The Clinic Close That Doesn’t Break: Days Worked, A/R, and the 'Extra Payroll' Month
- Doctors CFO
- Oct 6
- 2 min read
Financial messes don’t usually come from big, obvious failures. They sneak in through little cracks: miscounting “days worked,” skipping an A/R report, or overlooking the fact that some months have an extra payroll cycle. Each one seems minor, but put together, they distort the picture of how your clinic is performing.

Step 1: Count Days Worked for Each Provider
The most important number in a clinic is often the simplest: days worked. Without it, productivity reports are misleading.
Solution: use a shared calendar where providers mark the days they saw patients. At month’s end, have them confirm the total and lock it. From there, calculate daily averages by provider or service line. When everyone sees their true daily run rate, productivity conversations shift from guesswork to facts.
Step 2: Don’t Skip the A/R Report
Your Accounts Receivable (A/R) aging report shows how much money is waiting to come in, and how long it’s been outstanding. It should never be optional.
Patient balances over 90 days usually point to front-desk issues. The fix? Collect co-pays at check-in, have a card on file, and train staff to ask about balances at checkout.
Insurance balances can get stuck if claims aren’t followed up. A weekly “A/R huddle” where staff review overdue accounts, assign an owner, and set deadlines keeps things moving.
Without this, revenue looks fine on paper but cash flow tells a different story.
Step 3: Watch Out for Months With an Extra Payroll
Every so often, a month includes three payroll runs instead of two. If you don’t flag it, labor costs will look inflated compared to other months, even though nothing has really changed.
The fix is simple:
Make a note in the close packet that it’s a three-payroll month.
Look at cost per clinic day or per visit, instead of just the raw monthly total.
Use rolling 12- or 13-month charts to smooth out the noise.
This way, leaders don’t make the mistake of thinking costs suddenly spiked.
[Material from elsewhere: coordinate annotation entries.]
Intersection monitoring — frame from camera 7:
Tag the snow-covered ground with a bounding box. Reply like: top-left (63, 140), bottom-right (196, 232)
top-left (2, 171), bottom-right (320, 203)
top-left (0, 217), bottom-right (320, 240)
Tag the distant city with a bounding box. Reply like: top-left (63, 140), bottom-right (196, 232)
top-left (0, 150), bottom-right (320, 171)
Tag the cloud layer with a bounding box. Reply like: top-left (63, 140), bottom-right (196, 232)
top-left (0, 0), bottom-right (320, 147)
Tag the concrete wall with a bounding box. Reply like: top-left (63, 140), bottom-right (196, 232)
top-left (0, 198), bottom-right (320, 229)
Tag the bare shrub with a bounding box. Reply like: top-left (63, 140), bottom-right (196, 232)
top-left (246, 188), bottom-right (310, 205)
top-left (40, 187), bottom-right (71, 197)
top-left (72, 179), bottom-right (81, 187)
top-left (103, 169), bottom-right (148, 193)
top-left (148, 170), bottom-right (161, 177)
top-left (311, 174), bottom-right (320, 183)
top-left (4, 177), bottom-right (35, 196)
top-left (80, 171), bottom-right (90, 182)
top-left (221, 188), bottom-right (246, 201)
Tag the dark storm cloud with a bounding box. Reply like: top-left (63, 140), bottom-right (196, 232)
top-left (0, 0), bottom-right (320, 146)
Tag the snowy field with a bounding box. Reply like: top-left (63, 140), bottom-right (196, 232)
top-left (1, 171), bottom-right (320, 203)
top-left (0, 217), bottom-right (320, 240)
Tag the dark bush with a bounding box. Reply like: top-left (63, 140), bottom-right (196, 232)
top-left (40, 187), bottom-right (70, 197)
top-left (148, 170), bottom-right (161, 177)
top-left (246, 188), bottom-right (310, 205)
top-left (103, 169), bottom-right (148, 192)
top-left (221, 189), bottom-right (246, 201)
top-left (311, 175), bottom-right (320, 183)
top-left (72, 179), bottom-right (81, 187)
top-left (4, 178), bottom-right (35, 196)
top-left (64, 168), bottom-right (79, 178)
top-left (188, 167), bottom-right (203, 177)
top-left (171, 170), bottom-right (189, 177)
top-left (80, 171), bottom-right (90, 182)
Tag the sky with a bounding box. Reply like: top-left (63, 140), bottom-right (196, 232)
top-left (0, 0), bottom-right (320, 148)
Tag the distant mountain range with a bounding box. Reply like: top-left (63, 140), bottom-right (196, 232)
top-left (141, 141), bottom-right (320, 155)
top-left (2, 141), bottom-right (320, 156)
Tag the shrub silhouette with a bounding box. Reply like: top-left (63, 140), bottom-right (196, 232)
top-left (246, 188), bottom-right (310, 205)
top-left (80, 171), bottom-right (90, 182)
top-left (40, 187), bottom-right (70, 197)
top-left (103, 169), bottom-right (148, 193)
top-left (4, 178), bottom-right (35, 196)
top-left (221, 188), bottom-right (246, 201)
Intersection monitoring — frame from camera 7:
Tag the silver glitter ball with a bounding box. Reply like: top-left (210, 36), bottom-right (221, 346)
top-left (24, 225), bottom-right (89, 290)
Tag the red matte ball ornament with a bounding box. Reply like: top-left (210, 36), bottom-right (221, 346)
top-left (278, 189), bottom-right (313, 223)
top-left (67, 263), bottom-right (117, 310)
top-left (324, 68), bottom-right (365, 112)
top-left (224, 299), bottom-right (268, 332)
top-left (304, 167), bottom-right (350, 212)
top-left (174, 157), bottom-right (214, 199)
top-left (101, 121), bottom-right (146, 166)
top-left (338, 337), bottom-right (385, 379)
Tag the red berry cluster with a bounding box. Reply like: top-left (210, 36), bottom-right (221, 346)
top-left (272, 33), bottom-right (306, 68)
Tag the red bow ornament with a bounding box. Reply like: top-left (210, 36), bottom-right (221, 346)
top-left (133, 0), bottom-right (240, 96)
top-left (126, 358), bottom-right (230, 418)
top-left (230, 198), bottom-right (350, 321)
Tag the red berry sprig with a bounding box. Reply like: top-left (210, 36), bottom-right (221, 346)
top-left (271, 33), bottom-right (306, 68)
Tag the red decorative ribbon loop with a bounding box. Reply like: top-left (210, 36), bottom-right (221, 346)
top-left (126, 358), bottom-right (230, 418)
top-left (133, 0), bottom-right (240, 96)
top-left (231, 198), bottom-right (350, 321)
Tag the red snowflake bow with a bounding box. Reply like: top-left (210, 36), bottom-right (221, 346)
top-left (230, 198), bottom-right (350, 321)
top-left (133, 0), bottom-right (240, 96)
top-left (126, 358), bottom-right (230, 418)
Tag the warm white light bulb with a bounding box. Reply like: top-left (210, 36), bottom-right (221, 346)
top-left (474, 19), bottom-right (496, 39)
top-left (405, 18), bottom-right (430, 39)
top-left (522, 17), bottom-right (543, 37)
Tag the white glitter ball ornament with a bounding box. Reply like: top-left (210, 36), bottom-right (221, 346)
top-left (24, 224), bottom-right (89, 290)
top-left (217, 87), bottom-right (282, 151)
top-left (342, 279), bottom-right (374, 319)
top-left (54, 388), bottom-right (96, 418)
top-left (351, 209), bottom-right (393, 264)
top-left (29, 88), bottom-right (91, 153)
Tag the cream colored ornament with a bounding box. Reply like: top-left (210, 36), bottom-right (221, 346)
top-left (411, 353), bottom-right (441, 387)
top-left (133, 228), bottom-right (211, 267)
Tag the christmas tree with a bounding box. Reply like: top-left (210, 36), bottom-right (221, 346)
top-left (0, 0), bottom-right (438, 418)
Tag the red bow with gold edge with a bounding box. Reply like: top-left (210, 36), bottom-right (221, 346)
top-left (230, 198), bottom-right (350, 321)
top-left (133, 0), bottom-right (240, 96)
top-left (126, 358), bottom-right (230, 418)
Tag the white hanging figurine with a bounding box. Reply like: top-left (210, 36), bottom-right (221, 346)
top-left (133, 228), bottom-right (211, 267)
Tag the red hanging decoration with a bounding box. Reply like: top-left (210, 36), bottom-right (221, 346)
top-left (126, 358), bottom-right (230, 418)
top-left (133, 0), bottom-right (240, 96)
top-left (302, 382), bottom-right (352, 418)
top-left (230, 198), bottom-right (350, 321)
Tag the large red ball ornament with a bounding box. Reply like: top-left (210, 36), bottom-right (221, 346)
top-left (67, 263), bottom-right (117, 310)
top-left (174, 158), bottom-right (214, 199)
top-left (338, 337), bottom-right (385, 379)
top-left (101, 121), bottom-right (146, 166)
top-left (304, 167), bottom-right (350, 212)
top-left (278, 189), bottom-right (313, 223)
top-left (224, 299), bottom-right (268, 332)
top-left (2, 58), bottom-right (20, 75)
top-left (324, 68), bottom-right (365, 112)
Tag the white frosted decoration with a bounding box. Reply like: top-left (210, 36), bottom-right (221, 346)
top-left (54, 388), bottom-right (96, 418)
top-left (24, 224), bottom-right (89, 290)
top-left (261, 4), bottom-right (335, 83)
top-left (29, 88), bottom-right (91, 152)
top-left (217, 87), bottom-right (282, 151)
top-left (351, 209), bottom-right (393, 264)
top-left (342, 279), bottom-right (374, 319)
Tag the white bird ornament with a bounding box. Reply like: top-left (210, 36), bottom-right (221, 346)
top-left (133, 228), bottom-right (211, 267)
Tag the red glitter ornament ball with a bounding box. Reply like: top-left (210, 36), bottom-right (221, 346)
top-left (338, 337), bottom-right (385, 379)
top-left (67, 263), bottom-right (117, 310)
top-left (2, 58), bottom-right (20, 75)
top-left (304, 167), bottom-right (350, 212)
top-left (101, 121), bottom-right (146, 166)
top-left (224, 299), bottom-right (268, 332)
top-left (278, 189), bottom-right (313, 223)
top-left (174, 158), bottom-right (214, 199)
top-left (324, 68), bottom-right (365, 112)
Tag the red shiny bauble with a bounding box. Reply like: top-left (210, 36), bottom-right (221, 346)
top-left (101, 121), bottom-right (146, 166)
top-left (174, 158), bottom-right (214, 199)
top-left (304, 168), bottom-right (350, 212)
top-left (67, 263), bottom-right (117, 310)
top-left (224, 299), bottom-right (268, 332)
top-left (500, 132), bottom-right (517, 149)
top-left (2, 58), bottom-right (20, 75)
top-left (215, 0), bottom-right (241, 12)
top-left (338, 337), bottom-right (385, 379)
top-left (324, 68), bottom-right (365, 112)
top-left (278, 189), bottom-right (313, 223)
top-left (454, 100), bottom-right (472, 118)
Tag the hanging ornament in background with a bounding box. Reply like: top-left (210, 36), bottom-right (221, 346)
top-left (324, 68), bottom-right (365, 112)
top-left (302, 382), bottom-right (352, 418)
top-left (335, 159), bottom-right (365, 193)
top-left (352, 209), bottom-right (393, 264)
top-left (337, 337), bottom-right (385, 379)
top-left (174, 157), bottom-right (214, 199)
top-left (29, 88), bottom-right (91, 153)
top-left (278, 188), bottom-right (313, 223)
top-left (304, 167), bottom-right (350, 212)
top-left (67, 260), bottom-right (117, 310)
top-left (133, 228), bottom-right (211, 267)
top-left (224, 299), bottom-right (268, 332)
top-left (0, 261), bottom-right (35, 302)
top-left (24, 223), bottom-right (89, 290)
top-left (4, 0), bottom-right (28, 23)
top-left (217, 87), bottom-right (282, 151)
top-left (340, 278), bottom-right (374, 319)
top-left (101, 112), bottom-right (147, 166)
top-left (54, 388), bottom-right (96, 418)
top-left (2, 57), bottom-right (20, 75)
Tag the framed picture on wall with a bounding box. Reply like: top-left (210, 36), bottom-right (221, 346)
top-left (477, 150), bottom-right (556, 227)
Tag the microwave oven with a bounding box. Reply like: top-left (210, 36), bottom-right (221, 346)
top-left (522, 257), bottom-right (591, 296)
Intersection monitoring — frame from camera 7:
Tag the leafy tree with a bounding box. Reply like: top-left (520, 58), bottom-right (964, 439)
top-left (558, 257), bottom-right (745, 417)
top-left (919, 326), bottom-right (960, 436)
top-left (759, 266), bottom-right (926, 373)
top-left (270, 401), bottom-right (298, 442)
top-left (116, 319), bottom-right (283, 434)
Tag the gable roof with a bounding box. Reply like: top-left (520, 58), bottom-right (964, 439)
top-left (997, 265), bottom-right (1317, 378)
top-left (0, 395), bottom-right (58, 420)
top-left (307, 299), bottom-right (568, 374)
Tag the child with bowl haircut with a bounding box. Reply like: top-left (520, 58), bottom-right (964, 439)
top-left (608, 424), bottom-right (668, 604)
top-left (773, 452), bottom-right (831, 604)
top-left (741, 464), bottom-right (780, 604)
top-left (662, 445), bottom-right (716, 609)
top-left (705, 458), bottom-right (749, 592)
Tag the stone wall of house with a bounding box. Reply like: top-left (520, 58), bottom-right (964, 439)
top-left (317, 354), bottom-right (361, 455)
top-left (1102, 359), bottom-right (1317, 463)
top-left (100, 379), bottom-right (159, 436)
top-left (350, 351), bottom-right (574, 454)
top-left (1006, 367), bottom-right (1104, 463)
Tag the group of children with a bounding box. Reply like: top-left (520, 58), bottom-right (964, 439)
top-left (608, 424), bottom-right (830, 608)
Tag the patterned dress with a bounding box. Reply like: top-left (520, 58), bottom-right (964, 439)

Step 4: Use a Monthly Close Checklist
Consistency is what turns good habits into reliable numbers. Build a checklist so nothing slips through the cracks. It might look like this:
Pull production/visit reports
Pull A/R aging
Reconcile charges → adjustments → collections → change in A/R
Confirm days-worked totals
Flag months with an extra payroll run
Publish a one-page summary with visits, average revenue per visit, 90-day collections %, daily run rate, and cash forecast.
Final Word
Small misses add up. When you track days worked, keep A/R front and center, and normalize payroll months, your monthly close becomes stronger. That means fewer surprises, cleaner decisions, and more confidence that the numbers tell the real story.